* Luigi orchestrator (gsicrawler). This service provides both the task executer and a web interface to check your workflows status.
The tasks are executed periodically according to the period in `crontasks.py`.
* Luigi orchestrator (orchestrator). This service provides both the task executer and a web interface to check your workflows status.
The tasks are executed periodically according to the period in `tasks.py:Main`.
By default, the period is 24h.
The web interface shows the status of the tasks, and it is available on http://localhost:8082
* GSICrawler: a service to get data from different sources (e.g. Twitter, Facebook) (available on http://localhost:5000 and http://localhost:5555 (flower)).

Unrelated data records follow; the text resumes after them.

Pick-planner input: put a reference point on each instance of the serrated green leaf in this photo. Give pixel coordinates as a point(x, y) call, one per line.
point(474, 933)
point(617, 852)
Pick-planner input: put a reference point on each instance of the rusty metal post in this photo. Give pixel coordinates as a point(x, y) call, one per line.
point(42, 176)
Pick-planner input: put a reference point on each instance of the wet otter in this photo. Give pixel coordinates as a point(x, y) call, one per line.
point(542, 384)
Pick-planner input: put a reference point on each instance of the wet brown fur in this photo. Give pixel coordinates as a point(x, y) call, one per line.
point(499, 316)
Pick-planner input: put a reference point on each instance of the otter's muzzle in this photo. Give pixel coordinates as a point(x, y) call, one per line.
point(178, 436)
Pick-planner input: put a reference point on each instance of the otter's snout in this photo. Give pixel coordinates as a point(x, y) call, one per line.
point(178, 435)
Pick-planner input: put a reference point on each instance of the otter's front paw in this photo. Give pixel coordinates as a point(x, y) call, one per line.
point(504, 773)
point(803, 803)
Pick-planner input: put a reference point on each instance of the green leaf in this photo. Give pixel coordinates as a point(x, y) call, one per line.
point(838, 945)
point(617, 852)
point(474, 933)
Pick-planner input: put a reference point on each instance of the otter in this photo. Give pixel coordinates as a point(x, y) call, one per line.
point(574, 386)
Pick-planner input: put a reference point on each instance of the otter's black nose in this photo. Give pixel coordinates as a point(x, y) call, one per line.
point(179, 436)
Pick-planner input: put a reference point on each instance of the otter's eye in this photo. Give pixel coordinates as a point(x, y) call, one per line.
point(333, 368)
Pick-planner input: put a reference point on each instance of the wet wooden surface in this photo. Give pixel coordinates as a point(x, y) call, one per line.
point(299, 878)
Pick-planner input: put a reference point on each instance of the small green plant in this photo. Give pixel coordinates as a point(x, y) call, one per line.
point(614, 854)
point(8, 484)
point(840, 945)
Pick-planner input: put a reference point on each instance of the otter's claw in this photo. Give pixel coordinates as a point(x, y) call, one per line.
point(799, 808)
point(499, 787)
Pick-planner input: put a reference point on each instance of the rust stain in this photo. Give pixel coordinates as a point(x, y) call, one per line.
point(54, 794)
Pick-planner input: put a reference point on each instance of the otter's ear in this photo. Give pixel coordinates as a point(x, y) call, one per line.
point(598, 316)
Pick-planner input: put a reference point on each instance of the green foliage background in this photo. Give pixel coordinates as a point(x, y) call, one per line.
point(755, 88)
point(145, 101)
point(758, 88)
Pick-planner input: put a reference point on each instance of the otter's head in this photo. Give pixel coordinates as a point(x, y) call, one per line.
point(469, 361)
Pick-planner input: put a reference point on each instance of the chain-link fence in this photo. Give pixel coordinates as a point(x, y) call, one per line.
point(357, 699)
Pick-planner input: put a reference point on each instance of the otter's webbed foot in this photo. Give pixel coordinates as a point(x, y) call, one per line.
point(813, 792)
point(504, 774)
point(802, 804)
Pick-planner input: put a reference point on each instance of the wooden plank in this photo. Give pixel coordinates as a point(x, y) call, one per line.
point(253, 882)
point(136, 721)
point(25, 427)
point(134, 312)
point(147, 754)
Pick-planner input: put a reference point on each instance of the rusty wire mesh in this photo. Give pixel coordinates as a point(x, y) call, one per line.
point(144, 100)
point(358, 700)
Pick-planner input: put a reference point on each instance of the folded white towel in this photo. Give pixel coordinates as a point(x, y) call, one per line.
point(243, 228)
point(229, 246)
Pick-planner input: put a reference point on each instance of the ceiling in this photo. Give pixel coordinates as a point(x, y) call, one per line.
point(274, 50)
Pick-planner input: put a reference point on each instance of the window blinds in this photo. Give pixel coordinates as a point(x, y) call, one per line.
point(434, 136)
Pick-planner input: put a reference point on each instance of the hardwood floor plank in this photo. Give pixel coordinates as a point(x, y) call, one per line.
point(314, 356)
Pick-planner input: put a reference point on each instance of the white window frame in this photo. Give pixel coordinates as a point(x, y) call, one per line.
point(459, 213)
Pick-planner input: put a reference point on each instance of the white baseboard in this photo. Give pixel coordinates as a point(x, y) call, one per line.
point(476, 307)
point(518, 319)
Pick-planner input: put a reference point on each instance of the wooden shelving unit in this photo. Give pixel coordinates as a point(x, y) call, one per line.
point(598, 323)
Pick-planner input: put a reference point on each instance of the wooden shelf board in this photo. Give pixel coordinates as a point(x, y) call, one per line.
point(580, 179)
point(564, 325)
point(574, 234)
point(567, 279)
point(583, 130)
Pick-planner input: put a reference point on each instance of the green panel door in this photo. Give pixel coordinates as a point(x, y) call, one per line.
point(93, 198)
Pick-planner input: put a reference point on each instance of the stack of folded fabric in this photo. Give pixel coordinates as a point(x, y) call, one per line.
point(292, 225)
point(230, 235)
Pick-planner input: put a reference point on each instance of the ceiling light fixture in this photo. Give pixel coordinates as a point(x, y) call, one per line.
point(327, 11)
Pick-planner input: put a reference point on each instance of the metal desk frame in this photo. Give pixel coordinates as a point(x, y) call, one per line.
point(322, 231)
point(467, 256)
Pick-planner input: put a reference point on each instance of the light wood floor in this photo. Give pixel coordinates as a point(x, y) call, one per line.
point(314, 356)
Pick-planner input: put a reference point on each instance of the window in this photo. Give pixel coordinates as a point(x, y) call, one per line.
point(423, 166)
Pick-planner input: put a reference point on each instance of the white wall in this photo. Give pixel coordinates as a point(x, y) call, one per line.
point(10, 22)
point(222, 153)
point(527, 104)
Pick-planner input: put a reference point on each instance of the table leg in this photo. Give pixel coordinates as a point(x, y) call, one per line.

* Elasticsearch: the official elasticsearch image. It is available on localhost:19200
* Senpy, used for sentiment and semantic analysis. It is mapped to http://localhost:5000/
* Somedi dashboard (sefarad), a website developed with sefarad. It displays the data stored in elasticsearch.
It is available on http://localhost:8080.
* Redis: a dependency of GSICrawler.
The docker-compose definition adds all these services to the same network, so they can communicate with each other using the service name, without exposing external ports.
The endpoints used in each service (e.g. the elasticsearch endpoint in the gsicrawler service) are configurable through environment variables.